# Fabricated Bowl Lathe



## hughie

Some time ago I fabricated a small bowl lathe, mainly to swing a Longworth chuck and as a second back up lathe.

Specs:-
Bed 500mm long out of 100x50mm parallel channel.
Headstock 125x125x5 RHS
Bearing FC206 sq housings with 30mm ID bearings for long life
Banjo pedestal 75x75x5 RHS with 12mm x 100mm dia end plates machined parallel after welding
Banjo 50x12 flat bar 300mm in length
1.5hp motor,1440rpm
Max dia bowl around 700mm.
Chuck is a SuperNova2 with stepped jaws

The grey area at the base and to the front of the lathe. Is for a aux. bed [200mm long, 100x50 channel ] for cleaning up the back of the bowl. Secured by 4 m8 bolts and two locating dowels.
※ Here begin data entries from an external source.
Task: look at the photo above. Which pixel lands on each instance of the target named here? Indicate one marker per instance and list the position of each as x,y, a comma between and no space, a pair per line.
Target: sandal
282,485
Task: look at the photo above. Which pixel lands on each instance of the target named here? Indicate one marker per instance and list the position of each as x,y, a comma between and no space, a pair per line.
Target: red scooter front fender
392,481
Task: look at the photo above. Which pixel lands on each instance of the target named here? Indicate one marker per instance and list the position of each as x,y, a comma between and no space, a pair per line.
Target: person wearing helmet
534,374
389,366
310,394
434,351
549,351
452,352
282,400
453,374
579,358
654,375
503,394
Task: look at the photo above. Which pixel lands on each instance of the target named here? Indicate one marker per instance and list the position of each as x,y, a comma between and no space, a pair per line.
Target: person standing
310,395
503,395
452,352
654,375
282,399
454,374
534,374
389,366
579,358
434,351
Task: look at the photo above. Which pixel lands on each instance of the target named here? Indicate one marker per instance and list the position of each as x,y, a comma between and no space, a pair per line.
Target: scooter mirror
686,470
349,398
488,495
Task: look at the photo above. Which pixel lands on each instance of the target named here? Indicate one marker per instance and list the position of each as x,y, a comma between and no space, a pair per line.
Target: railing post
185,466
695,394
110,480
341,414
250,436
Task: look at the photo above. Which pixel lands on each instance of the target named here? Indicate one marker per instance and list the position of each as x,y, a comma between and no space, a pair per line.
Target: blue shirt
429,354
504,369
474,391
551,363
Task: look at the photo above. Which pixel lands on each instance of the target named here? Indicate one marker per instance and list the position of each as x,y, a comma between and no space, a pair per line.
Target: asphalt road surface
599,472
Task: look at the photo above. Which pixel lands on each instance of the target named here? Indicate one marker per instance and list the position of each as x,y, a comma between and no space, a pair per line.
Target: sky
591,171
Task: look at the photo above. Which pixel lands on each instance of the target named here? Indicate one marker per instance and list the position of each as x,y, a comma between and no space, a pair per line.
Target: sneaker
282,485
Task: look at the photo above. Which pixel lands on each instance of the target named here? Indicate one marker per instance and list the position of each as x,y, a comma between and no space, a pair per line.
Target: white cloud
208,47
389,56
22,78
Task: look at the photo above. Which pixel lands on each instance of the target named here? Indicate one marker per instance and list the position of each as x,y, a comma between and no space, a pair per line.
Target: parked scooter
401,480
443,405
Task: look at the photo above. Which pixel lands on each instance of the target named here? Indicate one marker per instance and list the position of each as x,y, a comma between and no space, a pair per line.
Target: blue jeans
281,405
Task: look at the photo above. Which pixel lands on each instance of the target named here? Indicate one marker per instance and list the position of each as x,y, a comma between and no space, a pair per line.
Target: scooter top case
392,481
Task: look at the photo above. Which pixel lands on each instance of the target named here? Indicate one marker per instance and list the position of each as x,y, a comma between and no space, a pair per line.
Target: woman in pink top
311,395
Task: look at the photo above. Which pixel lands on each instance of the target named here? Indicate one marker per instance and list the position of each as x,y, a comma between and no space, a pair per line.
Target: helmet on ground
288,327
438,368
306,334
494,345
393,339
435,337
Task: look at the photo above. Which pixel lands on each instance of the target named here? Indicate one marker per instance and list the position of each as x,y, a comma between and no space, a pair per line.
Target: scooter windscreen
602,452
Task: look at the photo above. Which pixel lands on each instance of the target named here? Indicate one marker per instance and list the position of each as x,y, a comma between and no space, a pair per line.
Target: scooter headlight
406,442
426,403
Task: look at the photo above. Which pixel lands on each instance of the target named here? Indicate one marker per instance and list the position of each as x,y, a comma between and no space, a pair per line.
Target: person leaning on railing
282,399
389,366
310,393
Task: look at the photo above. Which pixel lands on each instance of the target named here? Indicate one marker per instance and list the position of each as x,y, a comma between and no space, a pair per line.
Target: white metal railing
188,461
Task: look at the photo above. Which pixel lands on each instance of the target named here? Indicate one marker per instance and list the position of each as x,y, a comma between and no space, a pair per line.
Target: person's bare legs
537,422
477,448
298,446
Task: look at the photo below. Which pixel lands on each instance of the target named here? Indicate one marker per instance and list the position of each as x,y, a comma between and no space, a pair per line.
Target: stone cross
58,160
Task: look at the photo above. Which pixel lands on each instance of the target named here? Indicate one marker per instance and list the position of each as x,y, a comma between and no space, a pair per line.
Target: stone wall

Many of the parts, were cannibalised from an old bench drill ie step pulleys,motor switch,lever lock and cam lock levers

Its been previously posted in the gallery area. But I thought I should post the specs etc, to separate it from the current project of the a bigger sliding bed model.


----------



## john lucas

Glad you posted that. It's a nice looking machine.


----------



## littlebuddha

:thumbsup: I concure, very nice job Hughie, im sure i can make room:yes: LB


----------



## Bill Bolen

Way to go Hughie! I make a lot of my own tools but never something as nice as this. Hope you have a great time turn'in...Bill...


----------



## Graphiti

Nice, one question though... how'd you build the lock lever mechs? I like the cleen look.


----------



## hughie

> Nice, one question though... how'd you build the lock lever mechs? I like the cleen look


Here you go, off centre turning. The cam has 2.5mm of throw, the pics are from the bigger lathe but the method is the same.


----------



## justacloserwalk

*Very cleverly made hughie!*

Thats one awesome looking tool sir. You are to be commended and your friendship coveted. Thanks for posting.:smile::smile:
Justa.


----------



## hobbler

littlebuddha said:


> :thumbsup: I concure, very nice job Hughie, im sure i can make room:yes: LB


LB unless your moving to AU then your to far away:yes:

:laughing: on the other hand I am just 5 mins away 

I'll let you now how it goes


----------